En dan komt de brief, het ‘paskwil’. Poesjkin weet meteen wie de afzender is. De oude Van Heeckeren is het, een figuur als uit een zijner eigen gedichten, een boosaardige oude kerel, die een vreedsoortig behagen schept in andermans ongeluk. Het is niet aangenaam, den toenmaligen gezant van ons land aldus te moeten kleineeren, maar dit is nog de zachtste lezing; lang is beweerd, dat Van Heeckeren zelf Natalja's.... medeplichtige was. Van Heeckeren is in St. Petersburg zoo ingeleefd, dat hij van harte het laffe spel der nietsnutte opperste lagen meespeelt. Zijn diplomatieke taak schijnt hem niet erg te drukken.
Poesjkin s, zooals gezegd werd, razend.
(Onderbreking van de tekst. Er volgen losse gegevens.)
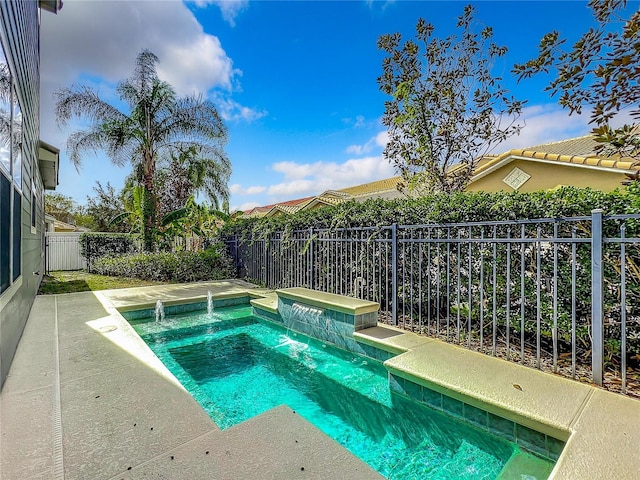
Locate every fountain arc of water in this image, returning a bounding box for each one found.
[155,300,165,323]
[207,291,214,315]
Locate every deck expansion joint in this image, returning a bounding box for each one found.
[53,296,65,480]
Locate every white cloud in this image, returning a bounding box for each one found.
[489,104,590,153]
[230,184,267,195]
[192,0,249,27]
[346,130,389,155]
[216,98,268,123]
[272,161,316,180]
[157,35,239,95]
[346,145,365,155]
[267,179,318,197]
[213,0,249,27]
[342,114,367,128]
[233,201,261,212]
[39,0,259,147]
[266,155,395,200]
[41,2,239,93]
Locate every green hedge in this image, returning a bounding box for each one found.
[92,243,235,283]
[80,233,137,270]
[223,185,639,238]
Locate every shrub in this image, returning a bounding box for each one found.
[92,242,235,283]
[223,186,639,239]
[80,233,137,271]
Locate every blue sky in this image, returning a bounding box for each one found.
[39,1,635,212]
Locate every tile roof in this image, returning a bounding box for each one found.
[472,134,640,180]
[523,134,600,157]
[338,176,403,197]
[245,178,403,216]
[244,196,314,217]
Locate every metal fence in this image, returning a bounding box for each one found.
[225,210,640,393]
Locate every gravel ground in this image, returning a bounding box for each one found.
[378,311,640,400]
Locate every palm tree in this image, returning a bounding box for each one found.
[55,50,231,251]
[156,145,231,218]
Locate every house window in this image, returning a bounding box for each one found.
[0,41,23,294]
[12,92,22,189]
[0,54,10,174]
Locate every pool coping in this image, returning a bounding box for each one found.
[109,284,640,480]
[276,287,379,316]
[5,281,636,480]
[353,325,640,480]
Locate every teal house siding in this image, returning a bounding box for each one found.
[0,1,60,389]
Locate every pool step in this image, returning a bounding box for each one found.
[497,450,554,480]
[250,295,278,313]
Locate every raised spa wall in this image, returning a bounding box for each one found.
[252,288,409,363]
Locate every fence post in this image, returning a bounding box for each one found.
[391,223,398,326]
[308,227,314,290]
[233,236,239,277]
[591,209,604,386]
[44,233,49,274]
[263,237,268,287]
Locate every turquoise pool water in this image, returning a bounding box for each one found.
[129,305,551,479]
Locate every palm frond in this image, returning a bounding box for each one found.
[108,211,129,227]
[55,85,126,126]
[161,207,189,226]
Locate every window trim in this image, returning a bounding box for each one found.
[31,179,37,234]
[0,276,22,309]
[0,170,10,295]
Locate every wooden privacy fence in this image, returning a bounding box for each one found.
[45,232,87,271]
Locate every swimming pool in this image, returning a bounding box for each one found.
[127,304,554,479]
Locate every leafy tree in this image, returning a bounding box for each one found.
[85,181,130,233]
[513,0,640,163]
[155,145,231,219]
[377,4,525,193]
[44,192,77,222]
[110,183,147,237]
[55,49,231,251]
[44,192,94,229]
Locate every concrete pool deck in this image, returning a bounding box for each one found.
[1,280,639,479]
[0,280,382,480]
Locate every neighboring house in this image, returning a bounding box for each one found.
[298,176,404,215]
[0,1,62,388]
[244,196,315,218]
[54,220,84,233]
[243,177,405,218]
[247,134,638,218]
[44,213,90,233]
[466,135,640,193]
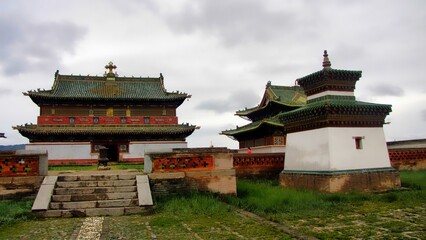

Hij wil Van Heeckeren vernietigen. ‘Neen, geen eenvoudige wraak,’ schrijft hij, ‘dien mensch zal ik in het vuil trappen.’ Hij schrijft hem een beroemd geworden Franschen brief, een klassiek document van koude verachting. Hij beklaagt zich bij den Minister van Buitenlandsche Zaken, graaf Nesselrode, bij den chef der gendarmerie, het hoofd van Z.M.'s ‘hoogsteigen Kanselarij’, graaf Benckendorff. En hij heeft, wat eerst sedert kort bekend is geworden, een onderhoud met den Tsaar. ‘Op 23 November om 3 uur in den middag,’ zegt het Hofjournaal, ‘ontving Z.M. den graaf Benckendorff en den kamerjonker Poesjkin.’ Wat er wel besproken is? Of Poesjkin wellicht op de gevaarlijke analogie wees, die in het paskwil werd getrokken tusschen hem en den grootmeester der er in genoemde orde, D.L. Naryschkin? Want Naryschkin's vrouw was, dat wist een ieder, langen tijd de uitverkorene geweest van den vorigen keizer, Alexander I... Of de dichter den monarch dit slechts zei, om de carrière van Van Heeckeren af te breken? Of dat hij Nicolaas verwijten deed?
Nooit zal dit geheim van het gesprek ontsluierd worden. Alexander Sergewitsj Poesjkin nam het in het graf mede, toen hij op 29 Januari 1837 (oude stijl) viel, door den kogel van d'Antès doorboord.’
***
Doch in een interview, toegestaan aan Le Soir, vertelde een te Brussel woonachtig kleinzoon van Poesjkin het anders.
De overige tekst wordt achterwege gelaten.